Hace unos seis o siete años supe la verdad aunque no me enteré.
Un conocido de una asociacion cultural llamada Ávila Abierta, de la que nunca fui miembro, me propuso ser jurado de un concurso de cuentos que habían convocado por internet. Para mí fue un honor en los primeros segundos: uno lee las diatribas finales de los premios donde están escritores conocidos y se podría sentir bien siendo parte de aquello. Pero es un mal rollo: nos entregamos a la literatura para leer lo que es mejor y reconocemos igual o mejor que lo que escribimos, y no para perder el tiempo desbrozando un monte. Aunque leí todo lo que me pasaron no me gustó nada y renuncié, después de señalar a otro miembro del jurado, los que me parecieron menos malos y los detalles por los que hundía los demás. No tuve ni la curiosidad de saber a qué relato premiaron.
El problema epidémico surgió cuando en los 90 se popularizaron los ordenadores donde era fácil escribir sin apretar mucho los dedos y corregir sin repetir todo lo escrito, hasta interpolar, y también auxiliarse de correctores ortográficos y diccionarios de sinónimos. Quien antes de aquello quería ser escritor tenía que contratar a una mecanógrafa, como hacía Miguel Delibes, o pelearse con la Olivetti y la paciencia. Ahora con el procesador de textos está al alcance de cualquiera, gracias al bienestar social el mundo desarrollado tenemos mucho tiempo para este ocio, que se multiplica exponencialmente con las jubilaciones y las prejubilaciones tan abundantes últimamente.

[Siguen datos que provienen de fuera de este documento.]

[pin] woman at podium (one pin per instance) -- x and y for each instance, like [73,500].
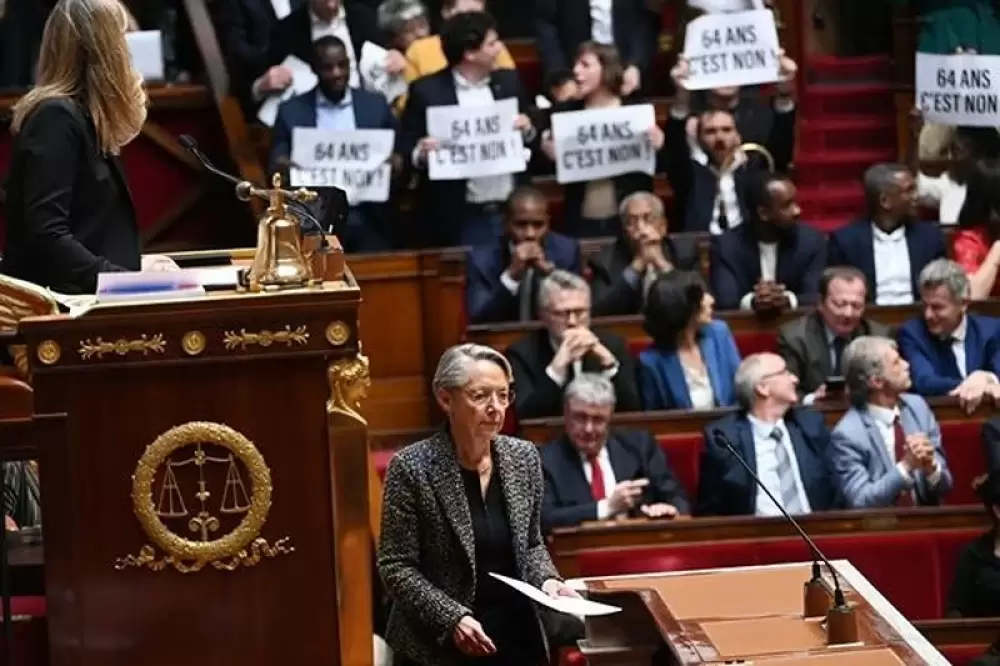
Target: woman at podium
[69,211]
[456,507]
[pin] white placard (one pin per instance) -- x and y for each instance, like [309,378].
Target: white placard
[736,49]
[959,89]
[146,48]
[603,143]
[303,80]
[355,161]
[475,141]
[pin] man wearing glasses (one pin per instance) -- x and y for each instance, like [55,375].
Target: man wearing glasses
[546,360]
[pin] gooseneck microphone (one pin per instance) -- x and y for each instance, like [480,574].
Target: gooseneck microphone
[838,594]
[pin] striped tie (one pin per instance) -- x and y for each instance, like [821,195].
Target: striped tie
[787,492]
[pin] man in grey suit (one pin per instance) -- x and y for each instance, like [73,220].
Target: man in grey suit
[887,447]
[814,344]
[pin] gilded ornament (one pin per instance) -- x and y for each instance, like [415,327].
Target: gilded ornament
[144,344]
[265,338]
[243,546]
[48,352]
[349,383]
[193,343]
[337,333]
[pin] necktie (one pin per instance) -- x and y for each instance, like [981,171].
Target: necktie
[906,497]
[787,492]
[596,479]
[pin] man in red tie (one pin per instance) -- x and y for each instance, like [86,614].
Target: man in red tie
[594,472]
[887,447]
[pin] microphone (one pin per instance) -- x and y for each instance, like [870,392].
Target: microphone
[838,593]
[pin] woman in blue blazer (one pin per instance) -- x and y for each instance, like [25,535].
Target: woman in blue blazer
[694,357]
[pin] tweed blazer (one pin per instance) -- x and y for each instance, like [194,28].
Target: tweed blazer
[427,552]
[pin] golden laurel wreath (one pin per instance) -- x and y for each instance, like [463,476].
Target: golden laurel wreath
[186,555]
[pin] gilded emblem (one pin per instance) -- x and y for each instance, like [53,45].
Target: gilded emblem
[181,468]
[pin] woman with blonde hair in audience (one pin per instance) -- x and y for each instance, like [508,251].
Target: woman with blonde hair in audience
[693,359]
[69,211]
[591,208]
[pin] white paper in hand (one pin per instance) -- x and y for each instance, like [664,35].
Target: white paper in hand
[570,605]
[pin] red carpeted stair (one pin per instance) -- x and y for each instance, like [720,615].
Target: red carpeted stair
[847,122]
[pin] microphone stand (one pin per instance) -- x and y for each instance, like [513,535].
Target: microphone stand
[840,620]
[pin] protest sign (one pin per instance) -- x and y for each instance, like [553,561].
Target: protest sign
[958,89]
[736,49]
[355,161]
[603,143]
[475,141]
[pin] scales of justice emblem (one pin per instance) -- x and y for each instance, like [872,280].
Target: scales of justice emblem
[180,469]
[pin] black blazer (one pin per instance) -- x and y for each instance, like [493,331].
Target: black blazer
[633,454]
[612,293]
[69,211]
[537,396]
[443,201]
[734,261]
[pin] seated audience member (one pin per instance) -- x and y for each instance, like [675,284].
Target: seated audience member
[975,590]
[462,212]
[710,179]
[891,247]
[976,244]
[502,277]
[691,362]
[562,26]
[546,360]
[595,472]
[887,446]
[773,263]
[591,208]
[785,444]
[950,351]
[334,105]
[426,56]
[814,344]
[622,273]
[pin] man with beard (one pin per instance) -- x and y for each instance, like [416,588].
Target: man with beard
[891,246]
[773,263]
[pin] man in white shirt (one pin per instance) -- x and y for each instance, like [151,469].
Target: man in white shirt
[887,447]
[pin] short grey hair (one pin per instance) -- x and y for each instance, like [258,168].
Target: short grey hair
[453,368]
[863,361]
[748,375]
[560,280]
[948,274]
[655,202]
[592,389]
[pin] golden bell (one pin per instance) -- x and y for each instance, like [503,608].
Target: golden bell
[279,262]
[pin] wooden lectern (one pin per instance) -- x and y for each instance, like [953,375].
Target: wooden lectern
[748,615]
[210,503]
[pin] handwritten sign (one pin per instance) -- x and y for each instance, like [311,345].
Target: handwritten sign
[603,143]
[355,161]
[475,141]
[959,89]
[734,49]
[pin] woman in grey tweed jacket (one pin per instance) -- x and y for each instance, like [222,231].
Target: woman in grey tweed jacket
[457,506]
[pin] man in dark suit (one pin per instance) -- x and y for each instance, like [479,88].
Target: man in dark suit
[950,351]
[622,273]
[785,445]
[335,106]
[462,212]
[562,25]
[772,263]
[502,278]
[546,360]
[892,246]
[813,345]
[593,472]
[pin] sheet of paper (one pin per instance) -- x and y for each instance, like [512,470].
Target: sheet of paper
[570,605]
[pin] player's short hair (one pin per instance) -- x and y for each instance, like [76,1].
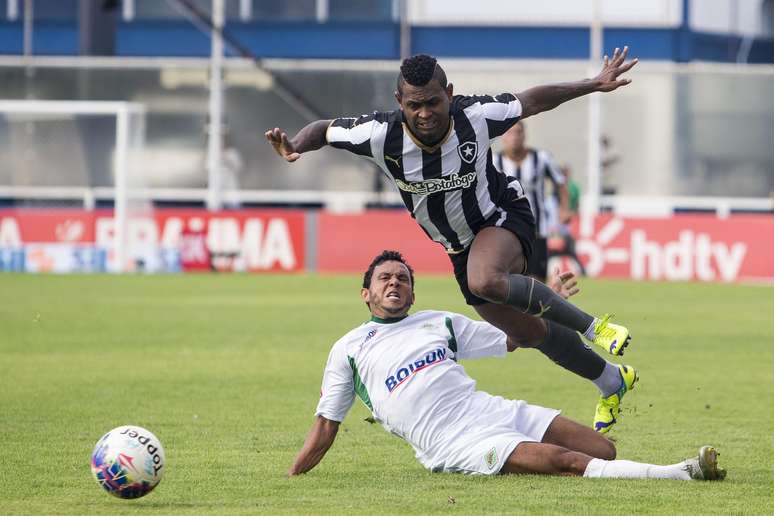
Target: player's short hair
[386,256]
[419,70]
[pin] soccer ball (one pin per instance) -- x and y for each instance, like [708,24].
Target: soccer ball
[128,462]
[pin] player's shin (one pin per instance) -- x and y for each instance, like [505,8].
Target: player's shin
[538,299]
[565,347]
[599,468]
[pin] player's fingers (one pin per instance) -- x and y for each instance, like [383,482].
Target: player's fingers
[624,54]
[628,66]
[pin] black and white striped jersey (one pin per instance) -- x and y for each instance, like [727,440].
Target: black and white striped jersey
[451,188]
[532,172]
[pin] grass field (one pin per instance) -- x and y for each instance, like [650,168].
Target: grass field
[226,371]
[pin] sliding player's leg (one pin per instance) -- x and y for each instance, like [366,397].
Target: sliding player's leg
[550,459]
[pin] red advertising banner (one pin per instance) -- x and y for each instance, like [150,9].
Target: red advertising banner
[348,243]
[679,248]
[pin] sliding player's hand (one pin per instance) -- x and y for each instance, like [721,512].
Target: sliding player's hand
[565,284]
[612,68]
[282,145]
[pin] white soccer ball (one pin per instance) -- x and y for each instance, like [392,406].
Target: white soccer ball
[128,461]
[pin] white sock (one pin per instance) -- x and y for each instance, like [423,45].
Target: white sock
[609,381]
[599,468]
[589,333]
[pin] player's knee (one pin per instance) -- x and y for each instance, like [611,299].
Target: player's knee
[528,334]
[492,287]
[607,450]
[569,462]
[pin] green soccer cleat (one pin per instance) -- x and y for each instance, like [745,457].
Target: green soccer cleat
[705,466]
[608,408]
[613,338]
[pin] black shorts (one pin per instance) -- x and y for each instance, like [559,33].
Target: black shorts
[515,215]
[537,265]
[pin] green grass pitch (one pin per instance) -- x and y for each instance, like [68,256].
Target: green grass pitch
[226,371]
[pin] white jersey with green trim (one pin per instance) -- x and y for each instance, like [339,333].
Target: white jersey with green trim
[406,372]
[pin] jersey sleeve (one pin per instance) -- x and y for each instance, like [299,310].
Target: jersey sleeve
[475,339]
[501,112]
[553,172]
[363,136]
[338,391]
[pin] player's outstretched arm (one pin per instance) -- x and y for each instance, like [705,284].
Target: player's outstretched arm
[317,444]
[544,98]
[311,137]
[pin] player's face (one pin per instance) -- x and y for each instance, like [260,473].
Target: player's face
[426,110]
[391,293]
[513,139]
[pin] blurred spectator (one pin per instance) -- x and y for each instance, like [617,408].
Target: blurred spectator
[609,164]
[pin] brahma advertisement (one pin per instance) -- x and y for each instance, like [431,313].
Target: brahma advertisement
[56,240]
[678,248]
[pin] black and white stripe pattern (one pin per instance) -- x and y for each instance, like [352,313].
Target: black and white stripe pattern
[532,173]
[452,188]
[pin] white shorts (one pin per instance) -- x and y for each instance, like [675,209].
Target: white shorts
[495,426]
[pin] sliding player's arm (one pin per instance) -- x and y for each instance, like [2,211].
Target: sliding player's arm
[544,98]
[310,138]
[317,444]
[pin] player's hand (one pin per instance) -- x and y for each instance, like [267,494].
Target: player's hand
[565,284]
[612,68]
[282,146]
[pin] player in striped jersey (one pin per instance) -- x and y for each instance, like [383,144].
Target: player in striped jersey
[436,149]
[532,168]
[404,369]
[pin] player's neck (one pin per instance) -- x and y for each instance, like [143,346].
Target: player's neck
[387,319]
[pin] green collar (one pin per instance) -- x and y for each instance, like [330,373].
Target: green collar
[388,320]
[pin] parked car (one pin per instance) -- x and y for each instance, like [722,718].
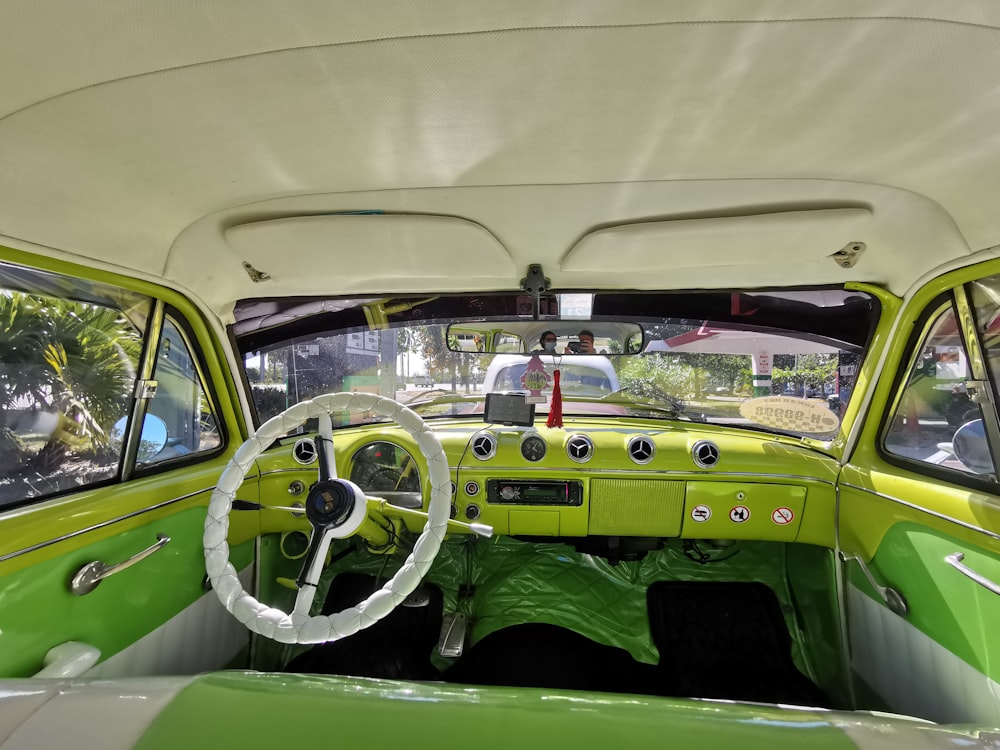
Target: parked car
[209,213]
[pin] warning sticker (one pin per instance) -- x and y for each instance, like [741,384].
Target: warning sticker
[739,514]
[701,513]
[782,516]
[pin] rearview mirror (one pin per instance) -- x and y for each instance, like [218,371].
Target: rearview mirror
[546,337]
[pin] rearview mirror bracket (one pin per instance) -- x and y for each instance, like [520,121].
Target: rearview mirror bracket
[536,284]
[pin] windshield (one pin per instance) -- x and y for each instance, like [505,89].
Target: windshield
[731,372]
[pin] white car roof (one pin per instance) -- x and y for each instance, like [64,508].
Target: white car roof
[343,148]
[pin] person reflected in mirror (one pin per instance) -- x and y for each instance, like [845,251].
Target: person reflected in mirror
[547,342]
[585,345]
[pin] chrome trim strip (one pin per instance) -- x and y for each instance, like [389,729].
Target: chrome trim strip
[642,473]
[647,473]
[95,527]
[299,470]
[955,561]
[941,516]
[140,405]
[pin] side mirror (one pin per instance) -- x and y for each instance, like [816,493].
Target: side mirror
[151,441]
[972,448]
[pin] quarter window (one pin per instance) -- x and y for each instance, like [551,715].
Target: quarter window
[180,420]
[935,422]
[67,370]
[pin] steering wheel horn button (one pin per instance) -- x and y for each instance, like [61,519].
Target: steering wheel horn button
[329,503]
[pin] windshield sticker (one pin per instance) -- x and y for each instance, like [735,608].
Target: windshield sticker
[782,516]
[790,413]
[701,513]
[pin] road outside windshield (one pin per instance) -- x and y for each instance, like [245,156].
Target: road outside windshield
[686,371]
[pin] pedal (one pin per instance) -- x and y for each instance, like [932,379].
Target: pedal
[452,640]
[419,597]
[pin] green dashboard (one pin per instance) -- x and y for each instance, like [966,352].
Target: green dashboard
[632,478]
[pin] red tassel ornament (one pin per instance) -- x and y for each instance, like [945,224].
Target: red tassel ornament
[555,408]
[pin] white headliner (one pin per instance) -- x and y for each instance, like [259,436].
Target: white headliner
[144,135]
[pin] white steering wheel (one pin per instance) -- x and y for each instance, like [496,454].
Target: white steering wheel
[335,508]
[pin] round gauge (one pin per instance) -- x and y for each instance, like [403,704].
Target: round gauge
[383,467]
[533,448]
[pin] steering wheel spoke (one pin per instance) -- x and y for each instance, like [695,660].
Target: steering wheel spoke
[315,558]
[336,508]
[384,507]
[324,449]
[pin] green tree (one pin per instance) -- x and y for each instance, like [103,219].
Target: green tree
[74,359]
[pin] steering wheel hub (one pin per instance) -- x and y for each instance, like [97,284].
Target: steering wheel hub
[329,503]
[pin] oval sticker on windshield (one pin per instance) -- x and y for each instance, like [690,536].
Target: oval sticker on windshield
[790,413]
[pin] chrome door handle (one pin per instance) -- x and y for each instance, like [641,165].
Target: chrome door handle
[955,561]
[892,598]
[90,575]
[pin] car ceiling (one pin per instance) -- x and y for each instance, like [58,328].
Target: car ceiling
[254,149]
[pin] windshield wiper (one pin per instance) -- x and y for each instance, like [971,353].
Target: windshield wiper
[652,398]
[428,398]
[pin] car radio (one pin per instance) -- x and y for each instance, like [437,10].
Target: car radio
[518,492]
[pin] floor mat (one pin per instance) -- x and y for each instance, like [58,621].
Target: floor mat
[548,656]
[726,640]
[397,647]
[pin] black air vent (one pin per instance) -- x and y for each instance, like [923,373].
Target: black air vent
[579,448]
[641,449]
[484,445]
[705,453]
[533,448]
[304,451]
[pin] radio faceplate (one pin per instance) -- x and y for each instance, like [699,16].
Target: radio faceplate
[525,492]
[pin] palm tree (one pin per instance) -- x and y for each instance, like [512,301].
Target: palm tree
[75,359]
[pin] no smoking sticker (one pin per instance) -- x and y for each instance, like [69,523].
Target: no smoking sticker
[782,516]
[739,514]
[701,513]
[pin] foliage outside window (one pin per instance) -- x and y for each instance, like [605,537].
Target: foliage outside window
[67,370]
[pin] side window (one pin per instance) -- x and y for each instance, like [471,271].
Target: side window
[180,419]
[986,300]
[67,371]
[934,420]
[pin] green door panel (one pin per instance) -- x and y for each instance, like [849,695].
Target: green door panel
[262,710]
[950,508]
[38,611]
[947,606]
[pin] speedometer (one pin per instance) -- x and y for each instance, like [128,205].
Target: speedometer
[386,470]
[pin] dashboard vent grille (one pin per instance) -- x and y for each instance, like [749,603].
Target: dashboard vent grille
[579,448]
[484,445]
[304,451]
[705,453]
[636,507]
[533,448]
[641,449]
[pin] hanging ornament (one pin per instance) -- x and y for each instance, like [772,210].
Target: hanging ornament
[555,408]
[535,379]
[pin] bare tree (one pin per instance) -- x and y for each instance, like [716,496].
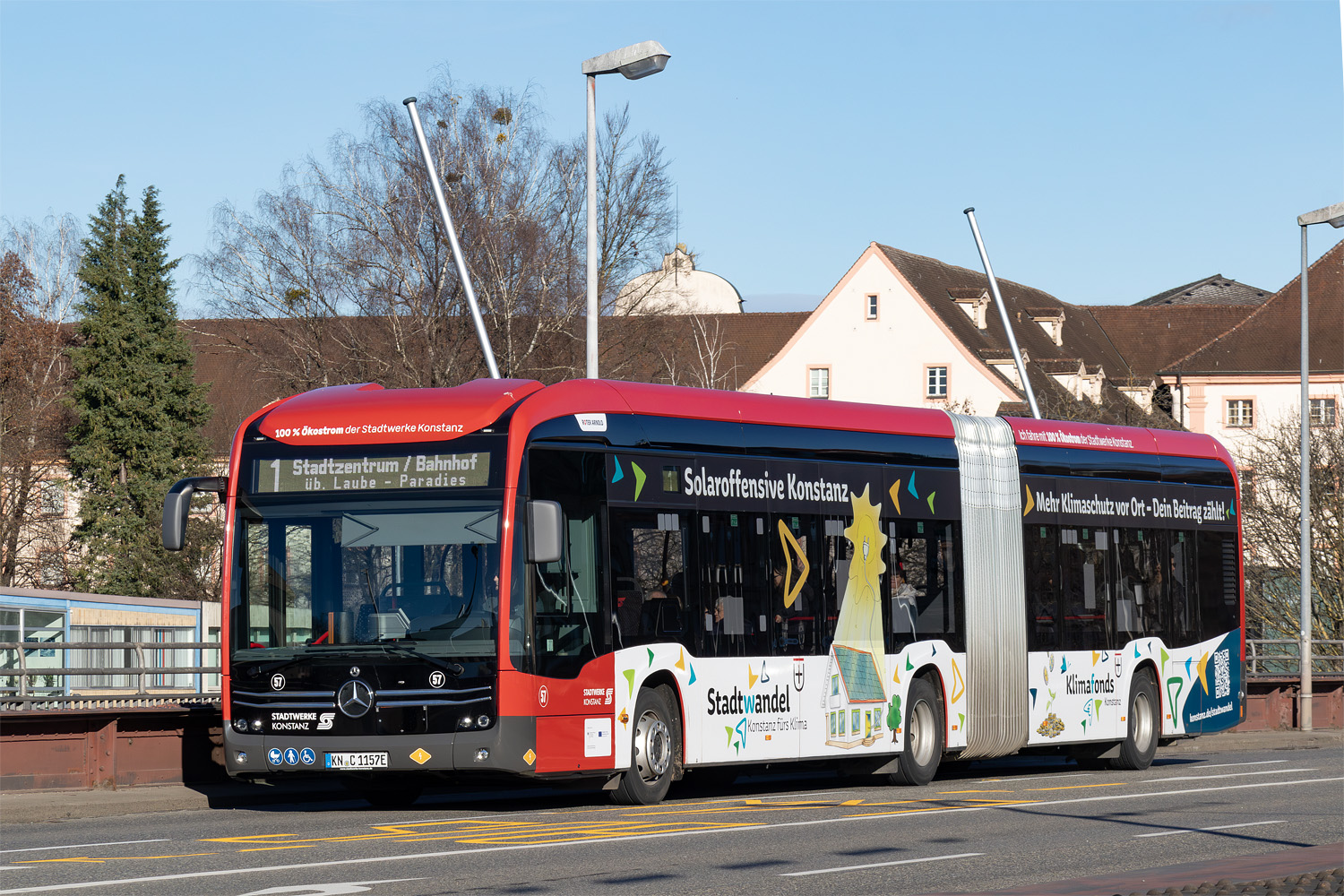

Muchos de los prejubilados tenían pendiente escribir una novela, y otros que no lo son todavía aprovecharon "el obligado parón del COVID" para iniciar la que les rondaba en la cabeza.
No tengo duda de que sin necesidad de lo anterior la oferta multiplicaba a la demanda, y que Argentina está llena de Borgeses y de Cortázares, Colombia llena de Garcías Márqueces y España de Camilos Josés Celas y todos los países del mundo y en todos los idiomas igual.
¿Y quién puede decidir quienes son los buenos? Alguien que los leyera a todos, lo cual es imposible como contar la arena del desierto; hay que contratar "negros" lectores, lo que probablemente antes se hacía por pasión y por honor pero hoy habrá que pagarlos, y bien, porque es ingrato e ingente: ni siquiera yo fui capaz de ser jurado de un concurso de cuentos. Tiene que ser gente con criterio, pongamos profesores de literatura o filólogos en paro. ¿Cuántos son necesarios para reducir mil novelas a las cinco mejores para que se las lea y dilucide el gran jurado final de nombres sonoros entre los que solía estar Pere Ginferrer? Cien profesores de literatura leyéndose 10 novelas por obligación cada uno, o doscientos, para asegurar que la manía o el mal día que le tocó leer la novela no descartó una "Ciudad y los perros". No: es imposible y carísimo. Porque supongamos que cada lector de 10 novelas hunde 9 y salva una, nos quedan 100 novelas ¿quién sigue seleccionando hasta llegar a las cinco últimas? Mejor saber ya a quién le vas a dar el premio y librarte de todo eso otro: es decir, directamente no leerlas.
No hay paredes para colgar todos los cuadros que se pintan en España, ni patios o muebles para todas las esculturas. Es imposible escuchar todas las versiones que hay en Youtube de Recuerdos de la Alhambra o del Preludio en do mayor del clave bien temperado de Bach.
Algo parecido sucede con las fotografías. El mundo es enorme e inabarcable, cada paisaje puede producir diariamente varios instantes maravillosos de puesta de sol, todos los otoños millones de árboles despliegan múltiples paletas multicolores, con variedad de luces y de nubes, y muchísimas personas son capaces de apreciarlo y capturarlo. Detalles minerales, vegetales y animales, cada uno con su enfoque y su luz variable: todo puede ser arte fotográfico. Cuando mi mujer y yo recogíamos conchas o cantos rodados en la playa al final nos aburríamos, todas eran tan igual y distintamente hermosas que no podía ser.
Hacen falta lectores que no quieran ser escritores, que compren y lean dócilmente lo bueno lo regular y lo malo, el problema es que las editoriales tienen que ser un negocio rentable, ¿quién leerá por gusto, con fe de estar haciendo algo interesante, que recompense el tiempo invertido cualquier cosa incierta?
Soltarlo en la red como hago yo es igual que lanzar una botella con un mensaje al mar.
Me gustaría haber sido cualquier escritor famoso de los muchos buenos que hay. Tener voz. Pero agradezco mucho el comprobar que me lea alquien, aunque no pueda comprobar quién eres, ni siquiera saber si no eres más que una ilusión informática artificial para que me anime y me dé vidilla.